The conventional wisdom is that the upcoming election is really all about one man – Donald Trump.
As obvious as that may seem, it might really seem to be about another man – Barack Obama.
It is really about us.
Trump wants to be re-elected to the presidency for his own sake. To win in 2016 and then to retain his core constituency, he has chosen to serve as the conduit for conservatives claiming they want change. He plays for their support out of sheer ambition, not strong conviction.
If Trump wins, it is because his constituency turns out to be large enough to produce a majority of electoral votes. It would have to be far larger than his opponents like to admit.
If Trump loses, leaving Joe Biden as the winner, it is because of the growth of a shared opposition among self-styled moderates and liberals to his methods and policies.
He has bent the Constitution and overturned traditional understandings about how the American political system functions. He has reduced America’s standing in the world. The voting bloc that would reverse these actions must be large enough to defeat his core backers.
Obama’s election and re-election announced a fundamental and seemingly inevitable change in the U.S. The persistent theme of Trump’s presidency has been to erase everything Obama did and delegitimize his predecessor.
Trump and his backers demand a strange kind of change. The only change they want is to reverse the political and demographic transformation of the country symbolized by Obama’s elections.
The U.S. has had 45 presidents. Of them, 43 were white, Protestant men. One Catholic, one Black and no women or American Indians. In 244 years. It is not difficult to figure out who has run America.
“Make America Great Again” is a slogan that does not apply to those who have been powerless. If you see yourself as part of the group that has run the country, you may want to keep it that way. You voted against Obama and will again vote for Trump.

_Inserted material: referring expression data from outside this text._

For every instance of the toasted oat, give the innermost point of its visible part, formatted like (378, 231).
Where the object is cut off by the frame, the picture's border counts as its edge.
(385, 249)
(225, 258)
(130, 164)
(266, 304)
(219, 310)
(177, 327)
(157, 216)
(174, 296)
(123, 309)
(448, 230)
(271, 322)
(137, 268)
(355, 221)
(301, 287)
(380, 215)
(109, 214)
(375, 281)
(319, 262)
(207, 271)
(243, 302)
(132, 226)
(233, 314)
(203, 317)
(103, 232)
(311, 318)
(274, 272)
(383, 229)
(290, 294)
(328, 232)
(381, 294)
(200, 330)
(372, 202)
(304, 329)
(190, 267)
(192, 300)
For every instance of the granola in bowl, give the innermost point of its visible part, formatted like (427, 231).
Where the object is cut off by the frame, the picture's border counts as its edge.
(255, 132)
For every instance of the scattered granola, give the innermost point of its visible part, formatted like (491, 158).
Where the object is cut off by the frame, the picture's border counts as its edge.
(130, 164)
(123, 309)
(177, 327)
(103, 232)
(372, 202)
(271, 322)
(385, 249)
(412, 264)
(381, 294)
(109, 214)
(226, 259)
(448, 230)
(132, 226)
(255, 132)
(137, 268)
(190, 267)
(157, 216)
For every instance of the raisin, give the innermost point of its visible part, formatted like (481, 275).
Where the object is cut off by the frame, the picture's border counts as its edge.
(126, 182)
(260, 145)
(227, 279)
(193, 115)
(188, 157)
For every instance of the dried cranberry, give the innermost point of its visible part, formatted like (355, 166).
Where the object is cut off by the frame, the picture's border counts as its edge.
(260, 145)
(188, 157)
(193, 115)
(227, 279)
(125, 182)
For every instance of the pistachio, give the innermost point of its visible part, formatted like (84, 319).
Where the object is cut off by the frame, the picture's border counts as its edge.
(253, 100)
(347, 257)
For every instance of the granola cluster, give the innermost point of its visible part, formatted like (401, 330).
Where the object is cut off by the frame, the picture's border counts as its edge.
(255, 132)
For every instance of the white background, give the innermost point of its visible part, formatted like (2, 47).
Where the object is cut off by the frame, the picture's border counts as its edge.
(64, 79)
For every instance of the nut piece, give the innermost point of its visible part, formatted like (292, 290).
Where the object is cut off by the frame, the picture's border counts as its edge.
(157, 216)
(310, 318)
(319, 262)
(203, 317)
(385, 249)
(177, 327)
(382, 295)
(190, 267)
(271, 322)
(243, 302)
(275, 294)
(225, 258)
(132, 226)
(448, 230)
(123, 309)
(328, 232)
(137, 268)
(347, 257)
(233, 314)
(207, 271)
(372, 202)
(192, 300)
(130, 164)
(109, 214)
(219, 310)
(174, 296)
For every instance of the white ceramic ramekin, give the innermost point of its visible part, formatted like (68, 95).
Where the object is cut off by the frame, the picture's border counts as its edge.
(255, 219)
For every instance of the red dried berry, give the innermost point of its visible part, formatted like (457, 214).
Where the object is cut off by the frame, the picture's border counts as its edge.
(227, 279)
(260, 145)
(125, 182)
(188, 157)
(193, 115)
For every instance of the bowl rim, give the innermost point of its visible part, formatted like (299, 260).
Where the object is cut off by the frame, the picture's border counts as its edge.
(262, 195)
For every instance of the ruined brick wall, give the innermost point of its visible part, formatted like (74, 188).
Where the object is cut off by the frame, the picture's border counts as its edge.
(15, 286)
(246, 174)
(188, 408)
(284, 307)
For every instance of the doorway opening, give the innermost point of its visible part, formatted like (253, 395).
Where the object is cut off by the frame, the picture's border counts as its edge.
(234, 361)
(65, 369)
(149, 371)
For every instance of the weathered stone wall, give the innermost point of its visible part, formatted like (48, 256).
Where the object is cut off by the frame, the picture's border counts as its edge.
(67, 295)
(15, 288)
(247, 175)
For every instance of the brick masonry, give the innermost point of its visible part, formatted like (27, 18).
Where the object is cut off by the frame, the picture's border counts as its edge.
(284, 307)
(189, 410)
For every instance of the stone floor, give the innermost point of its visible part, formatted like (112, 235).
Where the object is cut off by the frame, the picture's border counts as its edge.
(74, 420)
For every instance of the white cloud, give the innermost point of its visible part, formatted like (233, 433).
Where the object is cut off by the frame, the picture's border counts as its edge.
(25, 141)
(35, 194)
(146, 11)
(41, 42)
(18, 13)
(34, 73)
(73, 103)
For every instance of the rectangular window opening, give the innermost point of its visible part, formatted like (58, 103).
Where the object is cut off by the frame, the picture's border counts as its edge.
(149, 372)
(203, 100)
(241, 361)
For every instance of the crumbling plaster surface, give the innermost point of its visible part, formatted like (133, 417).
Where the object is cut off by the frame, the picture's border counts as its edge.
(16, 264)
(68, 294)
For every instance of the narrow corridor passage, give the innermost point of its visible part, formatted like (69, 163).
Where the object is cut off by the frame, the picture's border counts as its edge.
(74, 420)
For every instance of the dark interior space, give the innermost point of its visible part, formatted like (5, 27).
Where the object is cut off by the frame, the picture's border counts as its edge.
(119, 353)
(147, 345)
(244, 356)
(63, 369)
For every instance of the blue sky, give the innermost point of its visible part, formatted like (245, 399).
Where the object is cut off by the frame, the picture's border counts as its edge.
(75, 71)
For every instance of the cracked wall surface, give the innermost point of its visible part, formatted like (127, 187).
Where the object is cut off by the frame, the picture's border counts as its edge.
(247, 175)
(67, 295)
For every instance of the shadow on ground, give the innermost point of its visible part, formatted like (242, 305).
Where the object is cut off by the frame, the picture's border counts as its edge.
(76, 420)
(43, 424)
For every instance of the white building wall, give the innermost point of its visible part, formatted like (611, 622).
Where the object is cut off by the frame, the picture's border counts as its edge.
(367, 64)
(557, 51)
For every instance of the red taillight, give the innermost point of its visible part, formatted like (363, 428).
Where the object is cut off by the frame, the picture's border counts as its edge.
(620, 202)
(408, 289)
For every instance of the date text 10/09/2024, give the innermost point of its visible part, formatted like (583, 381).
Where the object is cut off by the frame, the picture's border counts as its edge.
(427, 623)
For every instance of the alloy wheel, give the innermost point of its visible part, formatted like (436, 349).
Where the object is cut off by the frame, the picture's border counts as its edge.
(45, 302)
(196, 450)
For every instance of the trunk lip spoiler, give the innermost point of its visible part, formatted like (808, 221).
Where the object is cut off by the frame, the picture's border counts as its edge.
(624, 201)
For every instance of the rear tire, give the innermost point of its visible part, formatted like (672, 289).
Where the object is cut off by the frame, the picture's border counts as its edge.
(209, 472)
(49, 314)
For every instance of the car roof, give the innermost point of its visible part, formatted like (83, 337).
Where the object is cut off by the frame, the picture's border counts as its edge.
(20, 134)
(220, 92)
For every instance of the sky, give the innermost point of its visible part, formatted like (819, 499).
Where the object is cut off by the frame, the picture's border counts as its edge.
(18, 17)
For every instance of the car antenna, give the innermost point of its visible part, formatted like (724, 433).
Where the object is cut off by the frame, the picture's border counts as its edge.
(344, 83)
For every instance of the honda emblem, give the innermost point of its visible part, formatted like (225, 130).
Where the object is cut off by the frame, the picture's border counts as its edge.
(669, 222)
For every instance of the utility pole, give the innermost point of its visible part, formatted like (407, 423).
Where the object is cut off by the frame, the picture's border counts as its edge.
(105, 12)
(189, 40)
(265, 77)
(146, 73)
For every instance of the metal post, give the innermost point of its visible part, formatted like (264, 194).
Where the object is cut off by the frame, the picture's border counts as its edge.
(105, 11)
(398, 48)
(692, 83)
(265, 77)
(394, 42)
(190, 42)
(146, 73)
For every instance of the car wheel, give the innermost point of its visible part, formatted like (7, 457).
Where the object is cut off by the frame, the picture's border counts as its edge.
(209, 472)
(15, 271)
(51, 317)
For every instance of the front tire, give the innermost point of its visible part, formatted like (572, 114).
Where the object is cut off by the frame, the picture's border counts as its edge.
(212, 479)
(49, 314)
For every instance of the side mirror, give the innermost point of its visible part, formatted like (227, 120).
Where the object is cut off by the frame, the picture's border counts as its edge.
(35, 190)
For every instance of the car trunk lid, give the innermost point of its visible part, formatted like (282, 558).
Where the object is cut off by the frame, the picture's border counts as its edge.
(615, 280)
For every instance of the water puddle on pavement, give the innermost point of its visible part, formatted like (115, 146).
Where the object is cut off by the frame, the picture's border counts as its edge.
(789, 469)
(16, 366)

But change is coming. The Census Bureau projects that a majority of the U.S. population in 2045 will be non-white. That does not depend on massive new immigration. In parallel and at an even faster rate, women are moving toward the leadership of American politics.
A majority of non-whites and many whites, led by women, elected Obama. Though Trump, the candidate of fading forces clinging to control, won in 2016, his victory was a surprise even to him.
Faced with the inevitable change in the American people and a transfer of power, the Republican Party has openly set about to suppress voting by the rising groups. Even if temporarily successful in some places, it can only delay but cannot deny change.
Trump’s victory had the unexpected effect of giving voice to many opposing the inevitable passage of power. Obama’s elections shocked them into action. Their alarm leads them to ignore Trump’s character failings, especially his chronic lying, and to seek security in gun ownership.
It is easy to label Trump’s supporters as racists who have come out of the closet, no longer muffled by “political correctness.” Some are undoubtedly racists; all are members of a group that sees its power eroding. Trump is the ambitious television celebrity who has successfully taken up their cause.
Of course, issues still factor into the elections. The handling of Covid-19, law and order, health care, the environment, sexism and racism will all influence the outcome. But each of them falls along the same fault line as the conflict over the transfer of power.
This will probably not be the most important presidential election in history. But it will be a major milestone in the political transformation of the U.S. now under way. That remaking of politics and society may be as momentous as the Civil War and the New Deal.
No matter who wins, the election will show how quickly change is occurring. Texas, Georgia and Arizona last voted for a Democrat decades ago. Each is now in play. If Biden wins in these states or even comes close, it will be evidence of the change. If Trump wins, the transition will go slower and continue to be hard fought.
Whatever happens in this election, serious and possibly violent political conflict is likely to continue, perhaps even grow. While politicians blame extremists – QAnon on the right or antifa on the left, deep differences divide millions of average Americans.
The most important result of the voting may be less who will sit in the White House for the next four years and more about how and when we will transfer power in America.
Gordon L. Weil formerly wrote for the Washington Post and other newspapers, served on the U.S. Senate and EU staffs, headed Maine state agencies and was a Harpswell selectman.